Les associations de consommateurs sous-estiment selon lui les difficultés du travail des syndics.
« On se retrouve aujourd'hui avec des états datés de 18 pages : il ne suffit pas d'appuyer sur un bouton
et d'y consacrer une ou deux heures. Il faut acheter des logiciels de plus en plus sophistiqués et les risques d'erreurs ou d'oublis sont de plus en plus grands mais restent sous notre entière responsabilité. »
Mais cet
administrateur
« passionné »
ne cache pas non plus ses états d'âme face à des concurrents parfois peu scrupuleux.
Dur, dur d'être un syndic
A Bordeaux, Actiim est actuellement le seul cabinet d'administration de biens spécialisé uniquement dans la copropriété. Tous les autres combinent d'autres activités financières ou immobilières. L'explication ?
« Syndic est un métier assez ingrat qui ne rapporte pas beaucoup en comparaison avec d'autres professions dans l'immobilier,
résume Vincent Duverger.
Et si on tire à boulet rouge sur la profession sans
discernement, c'est sûr qu'il n'y aura bientôt plus que des financiers ! »
Le risque est bien réel.
« Aujourd'hui, une dizaine de gros syndics se partagent 60 % des lots contre seulement 30 % en 2003 »,
estime Bruno Dhont. Et les poids lourds du secteur
ont bien compris que la gestion de copropriété n'était pas la panacée.
Syndics tentaculaires
« Le syndic n'est plus qu'un métier dans une chaîne immobilière complète »,
note le directeur général de l'Unarc. Un syndic pourra alors aussi être gérant de la moitié des biens d'une
copropriété achetés en Robien ou Borloo !
« C'est comme si le loup était installé tranquillement dans la bergerie : il a tout pouvoir en assemblée générale, il est indéboulonnable »,
résume-t-il.
Certains groupes vont même plus loin. Ils n'hésitent pas à développer des filiales pour effectuer les prestations qu'ils facturent eux-mêmes !
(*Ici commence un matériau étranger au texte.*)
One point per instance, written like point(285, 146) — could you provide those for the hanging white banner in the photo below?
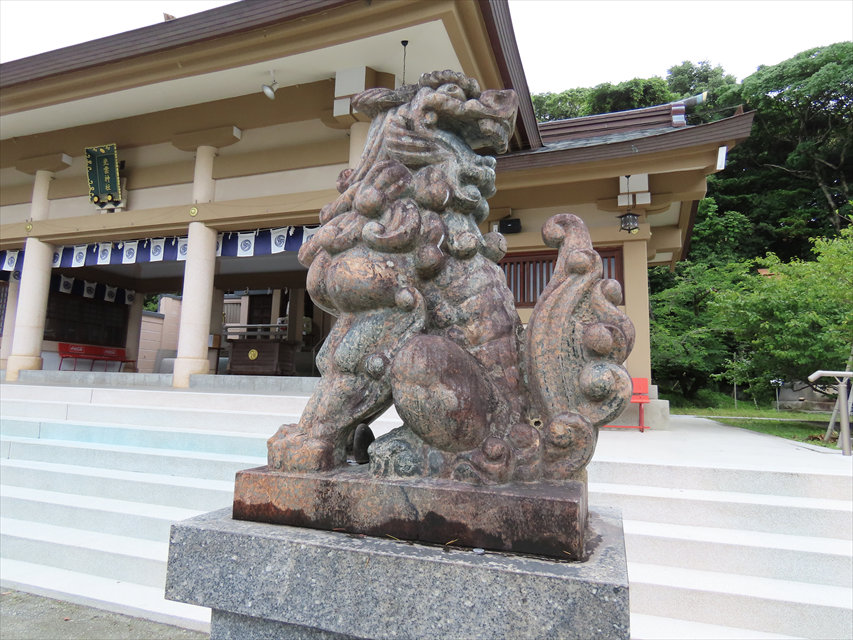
point(79, 259)
point(157, 249)
point(246, 244)
point(11, 260)
point(105, 252)
point(128, 255)
point(278, 238)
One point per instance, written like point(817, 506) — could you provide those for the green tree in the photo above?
point(689, 79)
point(802, 140)
point(571, 103)
point(794, 318)
point(719, 237)
point(632, 94)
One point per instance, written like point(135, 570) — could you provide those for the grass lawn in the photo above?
point(749, 411)
point(799, 430)
point(793, 425)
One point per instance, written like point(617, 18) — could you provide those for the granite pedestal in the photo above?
point(273, 581)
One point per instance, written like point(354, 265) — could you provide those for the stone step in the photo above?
point(91, 513)
point(835, 486)
point(646, 627)
point(149, 488)
point(162, 398)
point(201, 441)
point(100, 554)
point(173, 409)
point(775, 606)
point(109, 594)
point(141, 415)
point(93, 378)
point(728, 509)
point(147, 460)
point(770, 555)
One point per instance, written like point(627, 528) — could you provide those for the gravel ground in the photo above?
point(24, 616)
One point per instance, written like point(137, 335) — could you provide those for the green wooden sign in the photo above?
point(102, 173)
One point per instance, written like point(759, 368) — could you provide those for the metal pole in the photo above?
point(831, 426)
point(844, 426)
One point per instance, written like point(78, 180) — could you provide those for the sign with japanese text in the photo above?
point(102, 173)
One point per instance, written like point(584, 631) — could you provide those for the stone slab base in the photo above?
point(273, 581)
point(537, 518)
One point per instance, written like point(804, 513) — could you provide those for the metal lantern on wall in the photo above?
point(629, 222)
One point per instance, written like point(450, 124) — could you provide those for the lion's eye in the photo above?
point(453, 90)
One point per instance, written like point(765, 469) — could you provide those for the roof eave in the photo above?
point(734, 129)
point(223, 21)
point(498, 22)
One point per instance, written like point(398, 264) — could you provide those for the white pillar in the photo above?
point(34, 288)
point(357, 139)
point(9, 317)
point(195, 305)
point(639, 362)
point(32, 307)
point(134, 332)
point(203, 183)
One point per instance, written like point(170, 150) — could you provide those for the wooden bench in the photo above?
point(92, 353)
point(640, 396)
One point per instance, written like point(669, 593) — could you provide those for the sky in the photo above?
point(563, 43)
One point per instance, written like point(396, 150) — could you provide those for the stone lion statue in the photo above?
point(425, 318)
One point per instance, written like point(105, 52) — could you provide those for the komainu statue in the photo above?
point(425, 319)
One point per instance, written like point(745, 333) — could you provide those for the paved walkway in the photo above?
point(27, 617)
point(699, 441)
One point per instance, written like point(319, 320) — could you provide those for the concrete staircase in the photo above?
point(92, 478)
point(721, 547)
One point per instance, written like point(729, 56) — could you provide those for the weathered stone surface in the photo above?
point(425, 317)
point(260, 578)
point(540, 518)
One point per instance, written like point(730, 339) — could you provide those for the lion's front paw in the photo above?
point(291, 449)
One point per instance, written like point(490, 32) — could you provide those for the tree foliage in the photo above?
point(632, 94)
point(571, 103)
point(805, 123)
point(687, 345)
point(794, 319)
point(783, 204)
point(689, 79)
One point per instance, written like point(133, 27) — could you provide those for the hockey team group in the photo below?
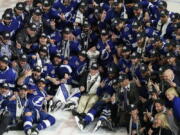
point(115, 63)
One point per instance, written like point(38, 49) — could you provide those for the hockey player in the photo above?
point(7, 74)
point(35, 115)
point(89, 83)
point(102, 108)
point(16, 107)
point(6, 44)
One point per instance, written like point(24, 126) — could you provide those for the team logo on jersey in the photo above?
point(38, 101)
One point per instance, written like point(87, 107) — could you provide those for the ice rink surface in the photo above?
point(65, 122)
point(66, 125)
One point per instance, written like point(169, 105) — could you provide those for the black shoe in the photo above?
point(69, 106)
point(75, 113)
point(35, 131)
point(98, 125)
point(107, 124)
point(80, 122)
point(56, 106)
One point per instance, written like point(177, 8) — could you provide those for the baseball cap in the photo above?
point(4, 59)
point(94, 66)
point(20, 6)
point(37, 68)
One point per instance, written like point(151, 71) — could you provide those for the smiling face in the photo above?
point(170, 96)
point(159, 107)
point(3, 65)
point(22, 93)
point(157, 122)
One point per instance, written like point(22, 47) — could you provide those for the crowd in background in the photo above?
point(116, 62)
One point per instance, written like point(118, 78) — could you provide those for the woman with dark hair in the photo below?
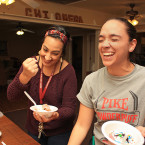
point(116, 91)
point(49, 80)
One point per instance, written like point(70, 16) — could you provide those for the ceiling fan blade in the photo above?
point(31, 3)
point(26, 30)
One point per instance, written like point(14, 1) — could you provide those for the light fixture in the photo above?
point(6, 2)
point(20, 32)
point(134, 22)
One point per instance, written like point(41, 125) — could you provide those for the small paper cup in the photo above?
point(122, 127)
point(41, 111)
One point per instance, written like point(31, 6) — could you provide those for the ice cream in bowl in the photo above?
point(44, 109)
point(121, 133)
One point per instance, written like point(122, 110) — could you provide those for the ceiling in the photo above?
point(115, 7)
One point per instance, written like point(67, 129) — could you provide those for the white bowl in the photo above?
point(113, 131)
point(38, 108)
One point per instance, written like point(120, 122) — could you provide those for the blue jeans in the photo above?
point(60, 139)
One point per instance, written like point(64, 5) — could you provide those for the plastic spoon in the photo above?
point(30, 98)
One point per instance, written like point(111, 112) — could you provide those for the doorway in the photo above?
point(77, 47)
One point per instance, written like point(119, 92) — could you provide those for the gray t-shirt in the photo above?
point(114, 98)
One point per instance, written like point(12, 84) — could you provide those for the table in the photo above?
point(13, 135)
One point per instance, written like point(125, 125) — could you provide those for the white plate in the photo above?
point(127, 129)
point(41, 111)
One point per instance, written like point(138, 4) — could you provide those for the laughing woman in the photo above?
point(116, 91)
point(49, 80)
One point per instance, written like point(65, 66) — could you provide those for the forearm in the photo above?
point(82, 125)
point(16, 89)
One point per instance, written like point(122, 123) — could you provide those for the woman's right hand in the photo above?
point(30, 69)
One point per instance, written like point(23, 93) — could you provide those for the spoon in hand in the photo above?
point(30, 98)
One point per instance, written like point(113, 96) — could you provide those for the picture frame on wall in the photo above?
point(3, 48)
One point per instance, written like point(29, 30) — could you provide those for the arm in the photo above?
point(67, 109)
point(20, 82)
point(82, 125)
point(142, 130)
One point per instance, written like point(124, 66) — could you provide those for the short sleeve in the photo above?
point(85, 94)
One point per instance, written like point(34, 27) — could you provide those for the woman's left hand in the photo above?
point(142, 130)
point(42, 118)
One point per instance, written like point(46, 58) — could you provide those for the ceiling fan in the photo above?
point(133, 15)
point(21, 30)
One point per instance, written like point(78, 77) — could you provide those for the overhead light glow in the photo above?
point(6, 2)
point(134, 22)
point(20, 32)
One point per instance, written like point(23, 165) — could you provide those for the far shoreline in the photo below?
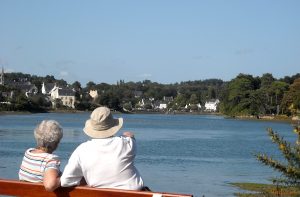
point(272, 118)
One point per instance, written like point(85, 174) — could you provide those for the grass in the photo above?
point(266, 190)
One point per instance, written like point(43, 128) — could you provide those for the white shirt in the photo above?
point(104, 163)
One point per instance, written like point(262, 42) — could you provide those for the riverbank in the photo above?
point(260, 190)
point(276, 118)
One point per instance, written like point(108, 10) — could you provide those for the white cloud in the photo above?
point(64, 73)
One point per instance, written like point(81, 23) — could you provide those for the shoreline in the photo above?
point(279, 118)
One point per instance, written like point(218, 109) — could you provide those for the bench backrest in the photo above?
point(20, 188)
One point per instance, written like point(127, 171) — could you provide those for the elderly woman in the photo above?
point(39, 164)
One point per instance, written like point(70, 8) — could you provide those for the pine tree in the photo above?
point(289, 167)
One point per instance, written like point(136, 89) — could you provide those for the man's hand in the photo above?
point(128, 134)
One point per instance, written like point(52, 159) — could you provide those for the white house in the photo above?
point(66, 95)
point(162, 106)
point(94, 94)
point(211, 105)
point(46, 88)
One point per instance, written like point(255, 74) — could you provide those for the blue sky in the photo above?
point(165, 41)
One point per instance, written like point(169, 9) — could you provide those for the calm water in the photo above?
point(193, 154)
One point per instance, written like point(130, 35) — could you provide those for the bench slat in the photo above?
point(26, 189)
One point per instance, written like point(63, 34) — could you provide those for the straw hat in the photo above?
point(102, 124)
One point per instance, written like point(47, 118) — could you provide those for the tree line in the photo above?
point(243, 95)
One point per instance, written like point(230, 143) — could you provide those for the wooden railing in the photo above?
point(26, 189)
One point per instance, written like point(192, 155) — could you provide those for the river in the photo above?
point(192, 154)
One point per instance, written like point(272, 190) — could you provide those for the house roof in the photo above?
point(49, 86)
point(66, 92)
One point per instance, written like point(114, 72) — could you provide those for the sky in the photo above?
point(165, 41)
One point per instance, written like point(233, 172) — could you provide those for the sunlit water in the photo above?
point(194, 154)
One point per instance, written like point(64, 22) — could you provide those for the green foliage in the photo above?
point(290, 166)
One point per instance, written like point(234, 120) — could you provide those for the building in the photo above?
point(211, 105)
point(94, 94)
point(2, 77)
point(66, 95)
point(46, 88)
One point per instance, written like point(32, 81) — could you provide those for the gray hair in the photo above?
point(48, 134)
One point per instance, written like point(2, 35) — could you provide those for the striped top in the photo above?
point(35, 164)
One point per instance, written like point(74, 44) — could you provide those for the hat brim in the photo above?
point(90, 131)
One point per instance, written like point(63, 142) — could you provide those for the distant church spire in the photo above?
point(2, 77)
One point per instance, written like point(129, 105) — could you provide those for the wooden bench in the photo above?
point(20, 188)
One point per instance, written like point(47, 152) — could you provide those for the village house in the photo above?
point(94, 94)
point(211, 105)
point(46, 88)
point(66, 95)
point(2, 77)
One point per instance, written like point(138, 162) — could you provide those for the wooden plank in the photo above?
point(26, 189)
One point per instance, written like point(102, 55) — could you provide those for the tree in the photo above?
point(290, 102)
point(290, 168)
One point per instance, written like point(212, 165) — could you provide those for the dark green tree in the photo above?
point(289, 167)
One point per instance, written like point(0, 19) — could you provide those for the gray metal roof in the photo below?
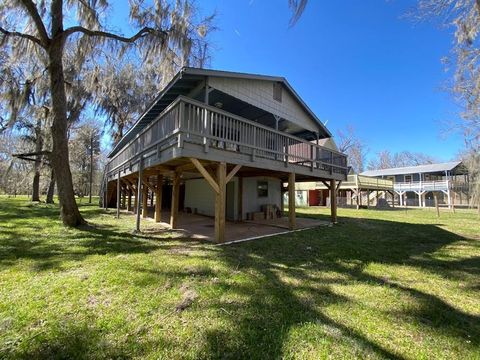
point(184, 82)
point(428, 168)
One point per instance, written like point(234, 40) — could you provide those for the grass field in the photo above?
point(380, 284)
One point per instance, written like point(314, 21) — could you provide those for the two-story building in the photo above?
point(419, 185)
point(221, 144)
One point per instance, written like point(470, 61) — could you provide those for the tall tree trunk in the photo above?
point(91, 170)
point(38, 161)
point(59, 157)
point(51, 188)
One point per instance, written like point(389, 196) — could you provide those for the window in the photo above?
point(262, 188)
point(277, 91)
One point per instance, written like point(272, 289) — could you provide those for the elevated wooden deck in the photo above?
point(188, 128)
point(191, 139)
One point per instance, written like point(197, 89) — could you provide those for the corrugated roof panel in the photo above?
point(427, 168)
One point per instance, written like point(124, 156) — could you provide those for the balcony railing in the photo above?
point(187, 120)
point(440, 185)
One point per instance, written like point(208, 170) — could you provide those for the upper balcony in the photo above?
point(207, 129)
point(423, 186)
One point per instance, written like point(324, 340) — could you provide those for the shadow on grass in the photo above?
point(17, 243)
point(276, 306)
point(273, 308)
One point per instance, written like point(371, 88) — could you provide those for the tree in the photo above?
point(355, 148)
point(165, 34)
point(85, 144)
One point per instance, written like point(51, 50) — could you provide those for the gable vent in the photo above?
point(277, 91)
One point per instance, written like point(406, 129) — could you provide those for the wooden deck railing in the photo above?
point(438, 185)
point(187, 120)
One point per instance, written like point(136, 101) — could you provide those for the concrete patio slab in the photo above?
point(201, 227)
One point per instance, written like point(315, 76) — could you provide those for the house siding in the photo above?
point(200, 196)
point(260, 94)
point(250, 199)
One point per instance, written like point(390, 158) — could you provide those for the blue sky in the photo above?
point(356, 63)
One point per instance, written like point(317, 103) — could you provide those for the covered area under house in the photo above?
point(220, 144)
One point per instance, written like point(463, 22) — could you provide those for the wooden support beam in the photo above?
point(220, 200)
point(240, 198)
point(148, 185)
point(144, 201)
point(129, 199)
point(291, 202)
point(175, 199)
point(326, 184)
point(135, 200)
point(124, 196)
point(338, 185)
point(158, 198)
point(201, 169)
point(118, 195)
point(333, 202)
point(232, 173)
point(139, 194)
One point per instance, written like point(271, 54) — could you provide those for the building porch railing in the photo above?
point(187, 120)
point(419, 186)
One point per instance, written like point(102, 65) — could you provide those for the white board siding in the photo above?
point(199, 195)
point(251, 201)
point(260, 94)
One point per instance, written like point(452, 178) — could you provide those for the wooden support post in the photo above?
point(454, 200)
point(129, 198)
point(292, 223)
point(135, 199)
point(139, 193)
point(240, 198)
point(220, 200)
point(333, 201)
point(124, 196)
point(175, 199)
point(144, 201)
point(158, 198)
point(118, 195)
point(105, 194)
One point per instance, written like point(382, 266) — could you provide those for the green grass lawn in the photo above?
point(380, 284)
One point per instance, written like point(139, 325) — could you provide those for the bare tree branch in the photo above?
point(37, 19)
point(21, 35)
point(98, 33)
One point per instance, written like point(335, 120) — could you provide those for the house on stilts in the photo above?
point(220, 144)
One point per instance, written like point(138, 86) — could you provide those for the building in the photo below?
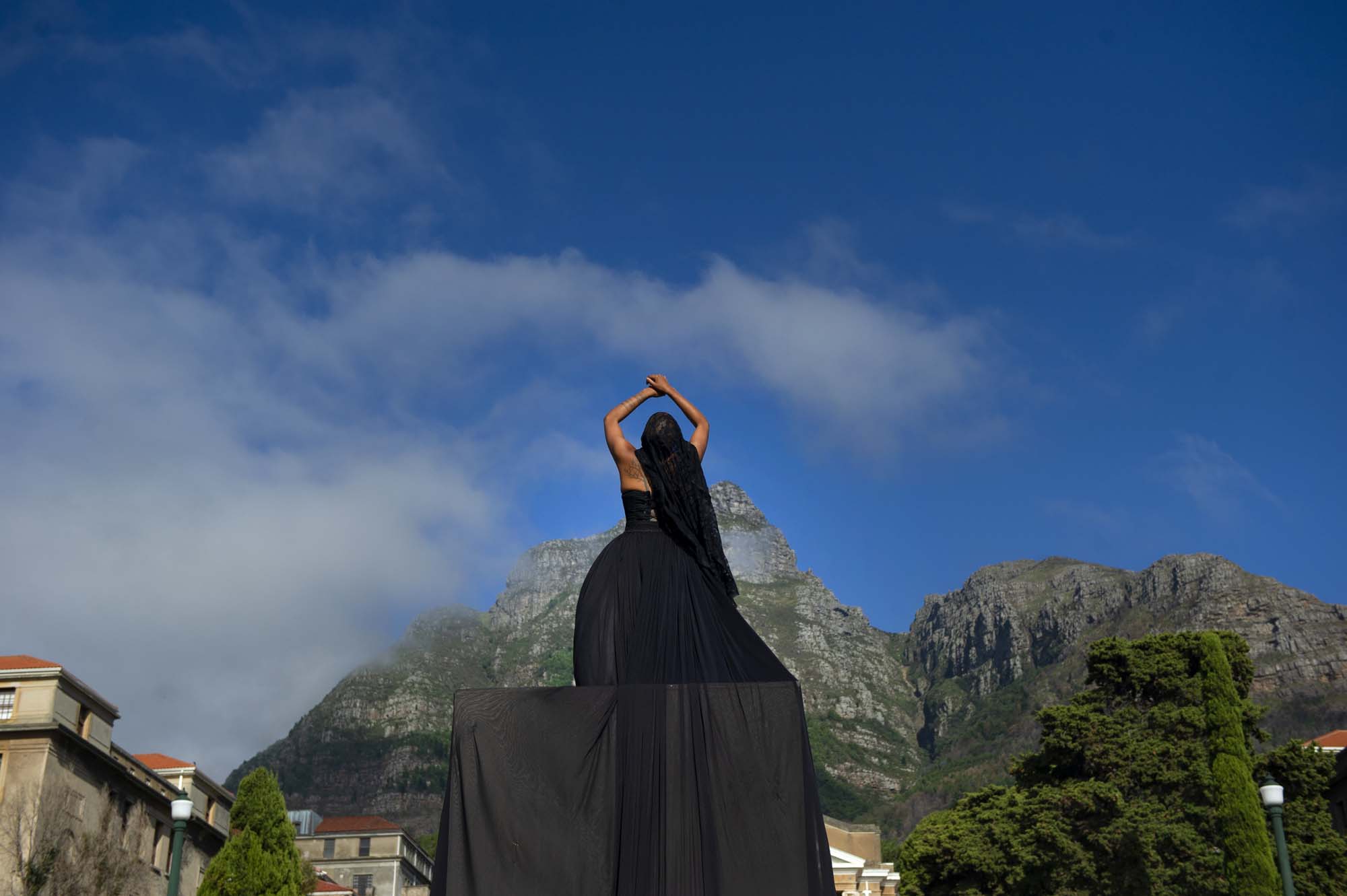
point(370, 855)
point(325, 886)
point(1336, 742)
point(1332, 743)
point(64, 778)
point(857, 867)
« Les copropriétaires se retrouvent captifs d'un réseau qui va de
l'expertise aux assureurs et des petits travaux à la société de sécurité : au début les prix d'appel sont très intéressants, puis ils augmentent et quand les copropriétaires veulent changer de syndic, ils se rendent compte qu'ils ont six
contrat avec des filiales qui lui appartiennent ! »,
raconte Bruno Dhont. Négocier les honoraires dans ces conditions devient presque impossible.
Small is beautiful ?
Le rachat de gros syndics par des banques risque encore d'accentuer cette tendance. En 2005, Gestrim, le numéro deux de l'administration de biens, filiale du groupe Caisse d'épargne a fusionné avec le numéro quatre du secteur, Lamy. En
janvier dernier, la Banque populaire a fait l'acquisition du leader Foncia. Pour les consommateurs, ce n'est pas forcément une bonne nouvelle.
« Ces grands groupes ne sont plus aujourd'hui des gestionnaires, mais des commerciaux et surtout des financiers »,
note Davis Gonzales.
« Leur intérêt est de générer
le maximum de trésorerie pour la placer et gagner le plus d'argent possible et non de faire le bonheur des copropriétaires »,
prévient Bruno Dhont. Et la comptabilité de la copropriété peut vite en pâtir : fournisseurs
payés à 6 mois qui râlent et augmentent leurs tarifs ou vote d'un budget de 120 000 euros quand 100 000 euros suffiraient amplement...
« Dans ces conditions, les moyens de contrôle du conseil syndical sont de plus en plus insuffisants : plus le syndic est gros, plus il faut être intelligent et mieux il faut être informé pour réussir à se
défendre »,
souligne l'Unarc. Pour éviter les mauvaises surprises et les abus, la CLCV donne donc un conseil simple aux copropriétaires : se passer d'un syndic professionnel quand c'est possible en optant pour un syndic
bénévole, et sinon
« ne surtout pas penser que plus c'est gros, meilleur c'est » !

(1) Résultats parus dans la revue
Concurrence et consommation,
numéro 154 de juillet-août-septembre 2007.